King Daley Shepherd for National Mutt Day
I think National Mutt Day is just the right day for me to re-tell this story about our “pure bred” King Daly Shepherd.
It was 14-years ago when my wife Robin and I were called by friend at Chicago Animal Care & Control, saying a box of Australian Shepherd puppies have just been dropped off.
She knew we like Aussies, and we were in the market for a dog as our heart dog Chaser, a Brittany, had recently passed away. Our current dog, at that time, was a Miniature Australian Shepherd, named Lucy.
Here’s the problem. How can you meet a litter of puppies and not want one? The litter, clearly not pure bred Aussie or pure-bred anything included what looked like a Rottweiler mix. Maybe, if you stretch your imagination, some could have been Australian Shepherd mixes. But my wife and I never really cared.
We chose a blue-eyed merle-colored pup we named Ethel. The merle-coat markings were more like an African Wild Dog than an Australian Shepherd, and that unique pattern appealed to us. And Ethel kissed us a bunch of times too, no doubt factoring our decision.
At that time, so-called designed breeds were starting to become incredibly popular, and a “cool” dog to have.
Goldendoodles (Golden Retrievers and Standard Poodles), cockapoos (Cocker Spaniels and Poodles), pekapoos (Pekingese and Miniature Poodles) and puggles (pugs and beagles) were then (and continue to be) among the most popular of these so-called designer breeds. While, I suppose you might make an argument that today these are breeds, I suggest they are today merely mixed dogs, and definitely that was the case over a decade ago. And when purchased at a pet store, these dogs are likely from puppy mills.
One day, when Ethel was still somewhere under 6-months old, we took her to the park across the street from our house. Ethel began to play with another dog, whose owner proulyd volunteered, “I paid $1,650 for my ‘bagel.’
I replied, “That is one expensive bagel. I hope it included cream cheese.”
The woman barely cracked a smile as she told me, “You do know what those are, Bassett Hound and part Beagle and the most wonderful dog ever.”
“What do you have?” She asked.
I had to come up with something. I said, “Ethel, here is the very rare King Daley Shepherd.”
By now, Ethel had a kind of shepherd-look, and Richard M. Daley was still the Chicago Mayor.

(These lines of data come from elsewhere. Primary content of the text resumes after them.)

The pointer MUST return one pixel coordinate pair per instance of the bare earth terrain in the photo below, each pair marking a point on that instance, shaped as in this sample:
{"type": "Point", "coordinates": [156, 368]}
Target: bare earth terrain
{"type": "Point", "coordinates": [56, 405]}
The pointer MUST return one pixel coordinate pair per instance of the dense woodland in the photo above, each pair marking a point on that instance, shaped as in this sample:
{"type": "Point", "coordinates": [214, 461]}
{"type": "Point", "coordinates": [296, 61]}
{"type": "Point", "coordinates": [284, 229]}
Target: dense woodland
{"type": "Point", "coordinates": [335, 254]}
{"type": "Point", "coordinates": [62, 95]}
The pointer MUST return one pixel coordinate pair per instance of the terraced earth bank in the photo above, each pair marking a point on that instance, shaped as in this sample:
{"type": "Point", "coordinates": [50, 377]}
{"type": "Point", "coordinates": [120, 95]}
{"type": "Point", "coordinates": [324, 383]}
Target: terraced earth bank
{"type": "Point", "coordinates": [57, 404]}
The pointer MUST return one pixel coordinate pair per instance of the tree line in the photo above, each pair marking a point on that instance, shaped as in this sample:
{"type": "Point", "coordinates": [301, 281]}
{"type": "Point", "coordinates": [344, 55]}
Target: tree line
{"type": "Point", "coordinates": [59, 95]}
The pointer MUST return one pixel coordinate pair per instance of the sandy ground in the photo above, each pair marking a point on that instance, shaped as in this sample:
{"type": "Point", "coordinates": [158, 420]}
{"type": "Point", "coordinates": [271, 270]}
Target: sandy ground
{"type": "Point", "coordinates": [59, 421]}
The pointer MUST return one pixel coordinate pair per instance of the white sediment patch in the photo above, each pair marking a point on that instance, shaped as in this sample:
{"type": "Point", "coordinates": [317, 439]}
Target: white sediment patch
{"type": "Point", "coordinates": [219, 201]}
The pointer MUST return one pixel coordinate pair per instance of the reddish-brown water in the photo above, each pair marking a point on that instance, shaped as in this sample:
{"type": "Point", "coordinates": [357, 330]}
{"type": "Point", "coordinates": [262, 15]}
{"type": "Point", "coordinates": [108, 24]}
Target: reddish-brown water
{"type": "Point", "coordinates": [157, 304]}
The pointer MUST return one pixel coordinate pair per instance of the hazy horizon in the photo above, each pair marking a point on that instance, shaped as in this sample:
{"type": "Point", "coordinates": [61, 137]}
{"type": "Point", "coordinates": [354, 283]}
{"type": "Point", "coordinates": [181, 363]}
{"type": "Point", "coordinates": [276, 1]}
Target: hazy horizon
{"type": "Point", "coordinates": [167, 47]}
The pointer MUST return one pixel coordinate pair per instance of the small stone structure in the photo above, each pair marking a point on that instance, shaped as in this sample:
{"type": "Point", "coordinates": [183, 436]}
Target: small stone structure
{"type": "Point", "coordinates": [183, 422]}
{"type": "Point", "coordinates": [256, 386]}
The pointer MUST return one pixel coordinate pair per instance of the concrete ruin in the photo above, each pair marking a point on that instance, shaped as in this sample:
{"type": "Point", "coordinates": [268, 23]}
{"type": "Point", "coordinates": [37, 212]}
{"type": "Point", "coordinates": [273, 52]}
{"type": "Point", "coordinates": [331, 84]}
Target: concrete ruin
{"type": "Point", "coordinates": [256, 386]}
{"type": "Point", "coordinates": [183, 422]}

I added, “And I paid only $100.”
I know this was a mean thing for me to do. But Ethel looked so unique, I always got the question, “What is she?” And when I replied “mutt” people seemed disappointed. You might say, I just didn’t want to disappoint more people. Just hours before, we were walking down the street, past a hair salon. Three ladies ran outside to see us. There was a hairdresser wearing plastic gloves; a woman with curlers, aluminum foil and I’m not sure what else was crammed inside her mane, and a woman with a cell phone to take our pup’s photo. They all wanted to know one thing: “What is she?”
I felt obliged to come up with something fancy since my previously stated answer, “she’s a mutt,” just wasn’t compelling.
“You couldn’t have paid so little,” the ‘bagel woman’ steadfastly insisted, actually sounding quite angry. King Daley Shepherds cost at least a thousand,” she insisted.
I made matters worse, “Have you ever heard of the African wild dog?”
She nodded her head. “Well, Ethel here is part African wild dog.”
Of course, the notion is absurd but I said it with a straight face. She didn’t know what to make of me, except before walking off she did wish me luck with my King Daley Shepherd, and added, “I must say she is the most striking King Daley Shepherd I have ever seen.”